Dit is dus eigenlijk de vraag naar de motiverende werking
van games, een van de hoofdmotieven van docenten om games in het onderwijs te
gebruiken. Mijn overtuiging dat dit een primaire factor is in de gepercipieerde meerwaarde van games stoelt
op wat ik vaak van docenten hoor, op relevante literatuur en op de resultaten van een
onderzoek dat ik onlangs op een school heb uitgevoerd, over de implementatie
van games in het onderwijs[1].
Onderdeel van dit onderzoek was een schoolbrede
vragenlijst over belemmerende en faciliterende factoren t.a.v. het gebruik van
games in de les. Bij de argumenten om games in het onderwijs te gebruiken stond
‘ongemotiveerde leerlingen aan het leren krijgen’ in de top drie, naast
‘aansluiten bij de leefwereld van leerlingen’ en ‘betere leerresultaten’.
De motiverende werking van games wordt vaak zonder meer
gelijkgesteld aan de ‘fun factor’. Een game moet leuk zijn. Er zijn echter
steeds meer aanwijzingen dat het daar niet om gaat.
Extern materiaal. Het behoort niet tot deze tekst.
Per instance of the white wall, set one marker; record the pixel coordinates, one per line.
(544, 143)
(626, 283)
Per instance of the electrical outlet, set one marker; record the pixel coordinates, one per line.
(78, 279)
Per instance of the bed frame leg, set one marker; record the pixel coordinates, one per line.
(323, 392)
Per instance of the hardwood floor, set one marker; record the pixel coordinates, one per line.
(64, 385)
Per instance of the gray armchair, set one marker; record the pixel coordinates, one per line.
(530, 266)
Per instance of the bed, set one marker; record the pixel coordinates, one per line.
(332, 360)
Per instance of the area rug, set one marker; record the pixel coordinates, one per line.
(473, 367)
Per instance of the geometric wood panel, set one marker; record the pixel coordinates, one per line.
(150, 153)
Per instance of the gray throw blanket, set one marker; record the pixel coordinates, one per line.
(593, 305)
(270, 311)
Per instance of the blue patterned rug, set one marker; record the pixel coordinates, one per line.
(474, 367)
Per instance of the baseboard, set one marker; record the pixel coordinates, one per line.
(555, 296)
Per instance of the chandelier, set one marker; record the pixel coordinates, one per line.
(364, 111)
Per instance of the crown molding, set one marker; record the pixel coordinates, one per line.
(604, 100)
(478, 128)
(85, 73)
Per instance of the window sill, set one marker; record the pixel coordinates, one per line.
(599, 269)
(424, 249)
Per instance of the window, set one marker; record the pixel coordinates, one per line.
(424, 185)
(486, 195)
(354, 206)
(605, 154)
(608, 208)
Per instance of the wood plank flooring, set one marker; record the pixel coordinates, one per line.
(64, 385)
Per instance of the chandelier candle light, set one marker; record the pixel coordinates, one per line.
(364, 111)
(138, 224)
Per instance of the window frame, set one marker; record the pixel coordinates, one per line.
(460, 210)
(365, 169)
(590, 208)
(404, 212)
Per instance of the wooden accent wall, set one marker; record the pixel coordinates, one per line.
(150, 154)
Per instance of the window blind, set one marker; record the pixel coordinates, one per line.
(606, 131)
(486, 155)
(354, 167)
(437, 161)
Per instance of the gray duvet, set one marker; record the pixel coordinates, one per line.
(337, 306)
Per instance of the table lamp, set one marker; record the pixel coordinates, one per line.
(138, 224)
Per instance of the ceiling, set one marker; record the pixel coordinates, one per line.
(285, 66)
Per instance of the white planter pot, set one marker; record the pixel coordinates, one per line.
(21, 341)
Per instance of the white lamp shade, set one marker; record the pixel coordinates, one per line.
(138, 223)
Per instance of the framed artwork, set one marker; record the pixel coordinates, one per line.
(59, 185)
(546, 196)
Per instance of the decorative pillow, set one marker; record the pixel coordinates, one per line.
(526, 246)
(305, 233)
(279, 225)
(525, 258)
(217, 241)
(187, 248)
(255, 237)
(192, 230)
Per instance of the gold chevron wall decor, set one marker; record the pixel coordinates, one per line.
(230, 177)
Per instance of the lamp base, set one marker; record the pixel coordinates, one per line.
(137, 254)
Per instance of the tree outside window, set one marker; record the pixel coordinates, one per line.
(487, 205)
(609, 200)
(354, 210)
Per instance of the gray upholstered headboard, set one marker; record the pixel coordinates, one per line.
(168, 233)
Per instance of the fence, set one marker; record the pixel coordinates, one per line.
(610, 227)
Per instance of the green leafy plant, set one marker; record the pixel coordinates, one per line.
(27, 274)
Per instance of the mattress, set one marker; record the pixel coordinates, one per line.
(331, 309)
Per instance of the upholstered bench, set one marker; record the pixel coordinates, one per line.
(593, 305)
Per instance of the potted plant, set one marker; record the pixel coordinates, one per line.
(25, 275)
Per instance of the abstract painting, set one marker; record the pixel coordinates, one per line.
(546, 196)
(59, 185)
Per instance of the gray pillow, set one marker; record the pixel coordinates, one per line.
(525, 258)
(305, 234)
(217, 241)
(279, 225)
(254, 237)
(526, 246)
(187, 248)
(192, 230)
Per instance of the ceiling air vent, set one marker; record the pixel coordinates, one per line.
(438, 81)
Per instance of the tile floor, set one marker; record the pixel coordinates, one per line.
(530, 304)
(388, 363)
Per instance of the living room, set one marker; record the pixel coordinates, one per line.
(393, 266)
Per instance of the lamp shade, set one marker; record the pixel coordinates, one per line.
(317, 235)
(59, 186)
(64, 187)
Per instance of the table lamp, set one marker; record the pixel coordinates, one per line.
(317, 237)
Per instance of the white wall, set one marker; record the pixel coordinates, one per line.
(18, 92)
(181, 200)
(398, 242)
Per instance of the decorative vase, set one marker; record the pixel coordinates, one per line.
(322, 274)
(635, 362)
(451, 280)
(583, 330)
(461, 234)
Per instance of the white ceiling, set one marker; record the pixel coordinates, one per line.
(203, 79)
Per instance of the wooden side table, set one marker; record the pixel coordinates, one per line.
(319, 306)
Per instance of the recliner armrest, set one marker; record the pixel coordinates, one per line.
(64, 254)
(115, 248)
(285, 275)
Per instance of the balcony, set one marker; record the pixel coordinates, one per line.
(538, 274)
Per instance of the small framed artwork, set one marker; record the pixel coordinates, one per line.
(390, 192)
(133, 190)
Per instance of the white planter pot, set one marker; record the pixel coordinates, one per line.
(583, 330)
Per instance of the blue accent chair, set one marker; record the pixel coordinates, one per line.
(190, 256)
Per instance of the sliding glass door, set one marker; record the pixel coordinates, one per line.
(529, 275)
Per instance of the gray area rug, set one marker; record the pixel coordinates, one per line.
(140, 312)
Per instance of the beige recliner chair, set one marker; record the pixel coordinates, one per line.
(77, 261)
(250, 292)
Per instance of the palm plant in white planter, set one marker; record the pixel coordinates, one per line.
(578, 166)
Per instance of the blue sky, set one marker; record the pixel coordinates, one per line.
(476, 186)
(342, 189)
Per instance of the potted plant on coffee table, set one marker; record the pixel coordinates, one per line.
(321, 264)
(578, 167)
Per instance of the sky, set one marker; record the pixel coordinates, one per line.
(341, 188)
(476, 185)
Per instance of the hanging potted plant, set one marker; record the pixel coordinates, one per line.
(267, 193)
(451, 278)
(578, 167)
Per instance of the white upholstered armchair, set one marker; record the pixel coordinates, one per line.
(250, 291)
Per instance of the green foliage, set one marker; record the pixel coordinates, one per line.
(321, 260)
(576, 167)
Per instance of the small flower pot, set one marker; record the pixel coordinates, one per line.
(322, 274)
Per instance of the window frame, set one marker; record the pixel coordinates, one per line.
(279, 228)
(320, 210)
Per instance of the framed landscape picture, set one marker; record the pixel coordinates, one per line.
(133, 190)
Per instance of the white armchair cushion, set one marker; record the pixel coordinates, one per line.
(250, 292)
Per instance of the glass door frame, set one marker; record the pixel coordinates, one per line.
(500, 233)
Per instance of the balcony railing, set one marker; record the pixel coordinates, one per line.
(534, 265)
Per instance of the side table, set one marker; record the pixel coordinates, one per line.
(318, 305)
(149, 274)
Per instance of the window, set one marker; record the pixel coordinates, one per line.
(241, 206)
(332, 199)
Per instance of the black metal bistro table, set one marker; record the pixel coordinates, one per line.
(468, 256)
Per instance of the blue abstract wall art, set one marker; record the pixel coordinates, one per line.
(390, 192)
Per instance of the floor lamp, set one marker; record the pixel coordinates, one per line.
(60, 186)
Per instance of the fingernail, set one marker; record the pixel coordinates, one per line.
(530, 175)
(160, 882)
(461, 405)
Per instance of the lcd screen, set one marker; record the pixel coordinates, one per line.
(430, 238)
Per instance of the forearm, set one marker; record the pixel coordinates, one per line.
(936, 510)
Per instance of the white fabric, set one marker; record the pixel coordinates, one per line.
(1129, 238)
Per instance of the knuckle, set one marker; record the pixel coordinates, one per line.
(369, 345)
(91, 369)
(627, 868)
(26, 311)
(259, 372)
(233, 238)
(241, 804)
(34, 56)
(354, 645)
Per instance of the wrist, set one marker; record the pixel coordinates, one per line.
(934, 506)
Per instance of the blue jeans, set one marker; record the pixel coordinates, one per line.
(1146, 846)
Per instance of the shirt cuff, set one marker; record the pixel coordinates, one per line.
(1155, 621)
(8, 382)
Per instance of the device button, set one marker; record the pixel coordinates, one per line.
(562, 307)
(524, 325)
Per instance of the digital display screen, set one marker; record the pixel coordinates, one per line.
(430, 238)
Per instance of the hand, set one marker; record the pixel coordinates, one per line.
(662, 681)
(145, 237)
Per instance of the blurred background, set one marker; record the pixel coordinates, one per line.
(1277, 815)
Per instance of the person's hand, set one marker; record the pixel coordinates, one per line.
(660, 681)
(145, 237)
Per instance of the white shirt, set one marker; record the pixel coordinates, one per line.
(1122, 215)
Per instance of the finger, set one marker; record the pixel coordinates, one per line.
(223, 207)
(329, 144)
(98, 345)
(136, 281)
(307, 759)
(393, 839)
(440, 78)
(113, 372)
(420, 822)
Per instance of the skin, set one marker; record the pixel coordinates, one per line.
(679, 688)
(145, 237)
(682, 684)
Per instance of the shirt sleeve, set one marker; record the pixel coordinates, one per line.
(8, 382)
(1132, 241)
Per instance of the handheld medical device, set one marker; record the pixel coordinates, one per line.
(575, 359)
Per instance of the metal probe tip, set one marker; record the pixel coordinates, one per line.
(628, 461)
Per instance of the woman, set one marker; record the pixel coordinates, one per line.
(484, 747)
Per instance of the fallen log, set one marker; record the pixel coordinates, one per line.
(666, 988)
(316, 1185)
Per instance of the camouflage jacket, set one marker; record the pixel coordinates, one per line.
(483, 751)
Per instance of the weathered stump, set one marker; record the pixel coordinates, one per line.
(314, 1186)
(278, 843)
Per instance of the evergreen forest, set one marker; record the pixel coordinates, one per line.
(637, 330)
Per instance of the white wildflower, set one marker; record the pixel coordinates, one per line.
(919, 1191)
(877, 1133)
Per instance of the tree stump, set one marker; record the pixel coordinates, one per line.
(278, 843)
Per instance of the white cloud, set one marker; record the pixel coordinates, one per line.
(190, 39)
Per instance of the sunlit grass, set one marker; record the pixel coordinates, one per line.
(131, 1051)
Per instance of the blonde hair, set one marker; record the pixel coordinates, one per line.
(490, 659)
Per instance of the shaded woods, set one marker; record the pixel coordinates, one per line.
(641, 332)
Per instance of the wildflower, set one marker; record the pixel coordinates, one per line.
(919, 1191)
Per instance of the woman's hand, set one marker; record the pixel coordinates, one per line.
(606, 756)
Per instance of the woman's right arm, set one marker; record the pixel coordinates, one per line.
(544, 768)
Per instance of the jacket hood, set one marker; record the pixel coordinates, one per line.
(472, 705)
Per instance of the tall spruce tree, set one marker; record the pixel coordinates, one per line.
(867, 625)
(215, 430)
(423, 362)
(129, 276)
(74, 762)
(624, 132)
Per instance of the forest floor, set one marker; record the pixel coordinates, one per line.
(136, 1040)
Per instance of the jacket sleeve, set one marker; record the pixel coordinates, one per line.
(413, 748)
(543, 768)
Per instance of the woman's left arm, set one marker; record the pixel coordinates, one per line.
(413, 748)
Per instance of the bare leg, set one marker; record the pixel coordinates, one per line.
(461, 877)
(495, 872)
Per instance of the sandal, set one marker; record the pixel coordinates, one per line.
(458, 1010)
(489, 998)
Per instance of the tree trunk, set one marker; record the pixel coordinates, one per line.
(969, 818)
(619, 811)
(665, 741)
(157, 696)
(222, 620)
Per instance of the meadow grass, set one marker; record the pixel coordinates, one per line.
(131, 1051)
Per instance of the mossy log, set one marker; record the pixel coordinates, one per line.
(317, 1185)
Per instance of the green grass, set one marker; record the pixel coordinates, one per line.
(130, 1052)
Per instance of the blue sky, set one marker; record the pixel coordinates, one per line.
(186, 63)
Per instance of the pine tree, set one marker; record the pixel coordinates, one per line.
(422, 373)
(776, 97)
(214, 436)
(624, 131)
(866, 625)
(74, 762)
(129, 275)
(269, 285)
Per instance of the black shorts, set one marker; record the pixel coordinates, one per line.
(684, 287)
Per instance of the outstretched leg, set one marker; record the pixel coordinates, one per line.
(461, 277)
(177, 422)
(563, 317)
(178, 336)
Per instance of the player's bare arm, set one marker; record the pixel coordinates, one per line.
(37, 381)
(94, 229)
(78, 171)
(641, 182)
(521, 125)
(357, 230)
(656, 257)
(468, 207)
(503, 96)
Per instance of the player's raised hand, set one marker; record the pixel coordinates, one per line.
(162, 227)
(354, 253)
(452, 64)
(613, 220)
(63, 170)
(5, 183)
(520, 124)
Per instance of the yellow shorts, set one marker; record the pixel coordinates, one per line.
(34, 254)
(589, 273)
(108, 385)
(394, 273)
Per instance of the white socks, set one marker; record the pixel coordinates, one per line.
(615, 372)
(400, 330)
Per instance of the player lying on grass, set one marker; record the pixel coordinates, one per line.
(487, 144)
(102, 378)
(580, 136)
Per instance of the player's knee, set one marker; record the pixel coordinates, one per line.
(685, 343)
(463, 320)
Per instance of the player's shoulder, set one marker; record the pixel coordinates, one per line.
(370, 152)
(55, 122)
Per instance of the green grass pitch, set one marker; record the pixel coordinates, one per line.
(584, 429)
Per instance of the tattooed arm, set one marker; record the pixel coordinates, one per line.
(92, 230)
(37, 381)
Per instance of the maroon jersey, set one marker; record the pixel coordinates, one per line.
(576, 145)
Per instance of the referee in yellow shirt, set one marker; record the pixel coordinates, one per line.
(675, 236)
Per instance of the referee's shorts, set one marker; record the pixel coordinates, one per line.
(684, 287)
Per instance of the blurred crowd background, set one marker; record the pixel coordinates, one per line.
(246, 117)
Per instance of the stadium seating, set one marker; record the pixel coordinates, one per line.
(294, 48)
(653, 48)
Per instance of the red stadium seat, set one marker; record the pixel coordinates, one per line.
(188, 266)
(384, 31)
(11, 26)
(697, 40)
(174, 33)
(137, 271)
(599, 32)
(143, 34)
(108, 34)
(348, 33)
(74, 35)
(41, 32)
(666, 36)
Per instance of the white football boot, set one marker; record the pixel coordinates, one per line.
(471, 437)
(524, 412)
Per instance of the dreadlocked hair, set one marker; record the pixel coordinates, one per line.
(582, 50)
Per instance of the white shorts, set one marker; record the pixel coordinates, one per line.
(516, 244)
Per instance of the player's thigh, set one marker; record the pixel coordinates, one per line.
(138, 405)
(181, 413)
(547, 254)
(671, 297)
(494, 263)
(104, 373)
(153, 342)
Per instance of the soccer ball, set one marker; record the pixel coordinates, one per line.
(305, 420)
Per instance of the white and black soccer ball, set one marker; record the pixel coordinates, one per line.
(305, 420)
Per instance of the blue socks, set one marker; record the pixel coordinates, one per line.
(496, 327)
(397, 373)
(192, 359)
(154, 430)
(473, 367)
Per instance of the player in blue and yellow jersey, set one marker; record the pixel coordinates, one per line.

In mijn onderzoek naar de effectiviteit van een
entertainment game (Oblivion) t.a.v. een aantal leerdoelen [2] bleek de
experimentele groep die de game gespeeld had de interventie minder leuk te vinden
dan de controle groep. Desondanks presteerde de experimentele groep beter op
een aantal leerdoelen.
Een vergelijkbaar resultaat kwam naar voren bij een
meta-analyse van serious games van Wouters e.a. [3]: serious games
leidden wel tot betere leerresultaten dan traditionele onderwijsvormen,
maar werden niet motiverender gevonden.
Als verwoede gamer weet ik uit ervaring dat het soms
helemaal niet leuk is om een game te spelen, ook al is die game bedoeld voor
entertainment. Soms ben je uren zeer eentonig bezig met steeds dezelfde
activiteiten – grinden – omdat je nu eenmaal graag op die bepaalde draak wilt
vliegen. Dat gebeurt echter alleen als het een goede game is. Een goede game
verleidt je om door te willen gaan als je eenmaal begonnen bent: dat is bij
uitstek de eigenschap die games zo waardevol maakt voor het onderwijs.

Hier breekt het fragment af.